The owner of Stucky’s Vacuum, 119 E. Main St., said he was forced to remove his business sign when the city of Marshalltown deemed it was unfit. He’s been without a sign since the store opened at the downtown location in February.
“It is absolutely not fair,” Stucky said. “They said my sign was not historically correct because, quote, ‘it’s ugly and gaudy.’ I’m very upset.”
Stucky’s opinion, and others, will be heard at an upcoming meeting to discuss Marshalltown’s guidelines for signs.
The signage guidelines changed about 18 months ago.
Stephen Troskey, city planner, said since the change he heard different opinions about the new guidelines.
“The issue we’ve heard is the rules are to restrictive for some business owners,” Troskey said. “It’s interesting because other people say they aren’t restrictive enough. We are kind of caught between two different philosophies right now.”
Before a business in the historic downtown district hangs a sign, it has to be approved by the volunteer-run Site Planning Review Board.
Every sign is approved or denied on a case by case basis. The type of signs varies by the building it would go on. According to the guidelines for signs and awnings, each sign must be well-designed and reflect Marshalltown’s historic character.
An open discussion meeting about the signage guidelines will be held at 7:30 a.m. Oct. 18 at Marshalltown Council Chambers, 10 W. State St. The meeting is open to the public and will be facilitated by the Housing & Community Development Department staff. No decisions or voting will be made.

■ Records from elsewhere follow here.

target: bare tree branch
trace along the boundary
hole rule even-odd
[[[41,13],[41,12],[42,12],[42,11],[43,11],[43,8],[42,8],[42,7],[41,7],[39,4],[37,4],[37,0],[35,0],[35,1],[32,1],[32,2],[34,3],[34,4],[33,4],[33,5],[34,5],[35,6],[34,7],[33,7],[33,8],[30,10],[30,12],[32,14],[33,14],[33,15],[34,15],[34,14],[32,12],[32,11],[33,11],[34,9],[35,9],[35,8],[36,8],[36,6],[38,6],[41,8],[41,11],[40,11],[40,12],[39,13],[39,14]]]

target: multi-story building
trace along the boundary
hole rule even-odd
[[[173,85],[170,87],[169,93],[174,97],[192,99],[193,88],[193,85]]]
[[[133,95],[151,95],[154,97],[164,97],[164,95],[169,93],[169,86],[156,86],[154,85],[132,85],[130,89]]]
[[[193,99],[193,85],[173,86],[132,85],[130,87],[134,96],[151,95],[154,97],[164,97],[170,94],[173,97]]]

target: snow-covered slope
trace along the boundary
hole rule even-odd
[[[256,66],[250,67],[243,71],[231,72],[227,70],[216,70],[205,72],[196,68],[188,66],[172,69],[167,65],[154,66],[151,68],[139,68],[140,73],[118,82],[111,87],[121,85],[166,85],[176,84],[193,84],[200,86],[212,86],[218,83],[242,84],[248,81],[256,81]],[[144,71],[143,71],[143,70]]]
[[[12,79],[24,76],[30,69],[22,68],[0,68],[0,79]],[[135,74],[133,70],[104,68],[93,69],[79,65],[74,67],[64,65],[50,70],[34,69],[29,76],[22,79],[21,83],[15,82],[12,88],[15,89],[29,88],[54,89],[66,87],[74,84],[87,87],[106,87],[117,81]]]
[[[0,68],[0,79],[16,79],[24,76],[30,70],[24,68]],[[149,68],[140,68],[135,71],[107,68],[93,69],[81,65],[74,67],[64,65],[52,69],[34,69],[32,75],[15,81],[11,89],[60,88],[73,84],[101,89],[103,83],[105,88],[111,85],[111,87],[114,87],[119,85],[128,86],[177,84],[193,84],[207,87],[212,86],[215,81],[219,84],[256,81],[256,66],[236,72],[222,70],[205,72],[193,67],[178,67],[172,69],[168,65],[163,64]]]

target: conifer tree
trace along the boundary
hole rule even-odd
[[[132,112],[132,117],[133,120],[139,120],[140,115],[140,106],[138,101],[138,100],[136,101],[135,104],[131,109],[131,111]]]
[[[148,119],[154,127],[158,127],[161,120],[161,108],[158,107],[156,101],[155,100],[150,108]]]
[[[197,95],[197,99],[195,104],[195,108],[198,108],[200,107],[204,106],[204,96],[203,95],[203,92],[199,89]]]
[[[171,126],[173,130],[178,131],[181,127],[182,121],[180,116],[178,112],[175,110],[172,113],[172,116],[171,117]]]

“We really just want to get the community’s opinion on it,” Troskey said. “We are asking business owners, property owners and companies to come out so we can have an open discussion about where we are right now and where should we be.”
Jenny Etter, Marshalltown Central Business District executive director, said the meeting will get a handle on more of what people think.
“I’m interested in their opinion and how we can make this better for everybody,” Etter said.
The discussion points will be the current strengths and weaknesses of the regulation, opportunities for improvement and threats to success.